The Custom Ingest step is intended for scanners that have no supported integration in STO. Harness recommends that you always use the documented workflow for supported scanners. For a list of all STO-supported scanners, go to Security Step Settings Reference.
- UI configuration support is currently limited to a subset of scanners. Extending UI support to additional scanners is on the Harness engineering roadmap.
- Each scanner template shows only the options that apply to a specific scan. If you're setting up a repository scan, for example, the UI won't show Container Image settings.
- Docker-in-Docker is not required for these steps unless you're scanning a container image. If you're scanning a repository using Bandit, for example, you don't need to set up a Background step running DinD.
- Support is currently limited to Kubernetes and Harness Cloud AMD64 build infrastructures only.
Scan settings
Scan Mode
- Ingestion Ingestion scans are not orchestrated. The Security step ingest results from a previous scan (for a scan run in an previous step) and then normallizes and compresses the results.
Scan Configuration
The predefined configuration to use for the scan. All scan steps have at least one configuration.
Target settings
Type
The target type to scan for vulnerabilities.

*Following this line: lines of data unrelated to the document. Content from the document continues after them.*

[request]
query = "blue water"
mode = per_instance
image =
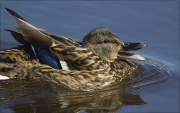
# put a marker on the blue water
(153, 22)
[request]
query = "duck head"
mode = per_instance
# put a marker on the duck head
(108, 46)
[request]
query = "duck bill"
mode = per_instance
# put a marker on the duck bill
(127, 47)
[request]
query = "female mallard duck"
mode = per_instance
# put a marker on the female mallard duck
(92, 64)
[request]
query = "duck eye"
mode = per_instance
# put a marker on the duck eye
(126, 44)
(106, 41)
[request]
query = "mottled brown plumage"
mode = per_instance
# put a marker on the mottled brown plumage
(93, 64)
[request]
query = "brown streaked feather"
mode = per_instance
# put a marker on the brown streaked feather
(35, 37)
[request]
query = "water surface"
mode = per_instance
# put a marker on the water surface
(153, 22)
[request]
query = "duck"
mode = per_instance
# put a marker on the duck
(96, 62)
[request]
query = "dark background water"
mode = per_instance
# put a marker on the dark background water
(153, 22)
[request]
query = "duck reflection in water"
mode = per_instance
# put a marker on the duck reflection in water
(94, 63)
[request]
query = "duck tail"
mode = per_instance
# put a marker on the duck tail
(14, 14)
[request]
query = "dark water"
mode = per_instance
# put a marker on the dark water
(153, 22)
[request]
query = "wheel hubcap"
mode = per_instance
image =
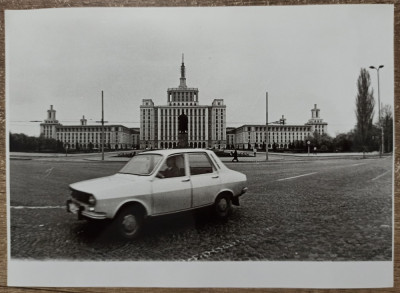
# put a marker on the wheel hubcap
(223, 205)
(129, 224)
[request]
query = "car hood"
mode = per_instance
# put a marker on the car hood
(116, 183)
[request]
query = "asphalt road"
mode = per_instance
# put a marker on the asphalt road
(330, 210)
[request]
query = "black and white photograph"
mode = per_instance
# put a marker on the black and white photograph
(200, 146)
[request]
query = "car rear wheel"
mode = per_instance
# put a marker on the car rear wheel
(129, 222)
(223, 206)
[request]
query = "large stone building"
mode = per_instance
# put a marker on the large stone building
(280, 135)
(159, 124)
(85, 136)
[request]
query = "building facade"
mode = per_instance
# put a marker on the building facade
(280, 136)
(159, 124)
(85, 136)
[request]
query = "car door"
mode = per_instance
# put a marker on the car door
(204, 176)
(172, 190)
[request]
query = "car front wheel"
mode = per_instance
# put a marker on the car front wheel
(129, 222)
(223, 206)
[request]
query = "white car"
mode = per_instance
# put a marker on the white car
(156, 183)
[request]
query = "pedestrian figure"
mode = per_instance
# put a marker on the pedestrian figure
(235, 156)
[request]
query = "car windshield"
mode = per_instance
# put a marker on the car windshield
(141, 164)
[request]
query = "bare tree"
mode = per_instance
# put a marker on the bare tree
(365, 104)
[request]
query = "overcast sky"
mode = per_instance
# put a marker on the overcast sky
(301, 55)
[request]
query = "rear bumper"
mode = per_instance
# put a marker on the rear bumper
(235, 199)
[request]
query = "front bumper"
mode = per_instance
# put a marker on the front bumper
(83, 211)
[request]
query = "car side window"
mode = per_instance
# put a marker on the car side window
(174, 166)
(200, 164)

- Repository Scan a codebase repo.
- Container Image Scan the layers, libraries, and packages in a container image.
- Instance Scan a running application.
- Configuration Scan your cloud environment by gathering configuration data via the cloud provider’s APIs.
Name
The Identifier that you want to assign to the target you’re scanning in the pipeline. Use a unique, descriptive name such as codebaseAlpha
or jsmith/myalphaservice
. Using descriptive target names will make it much easier to navigate your scan data in the STO UI.
Variant
An identifier for a specific variant to scan, such as the branch name or image tag. This identifier is used to differentiate or group results for a target. Harness maintains a historical trend for each variant.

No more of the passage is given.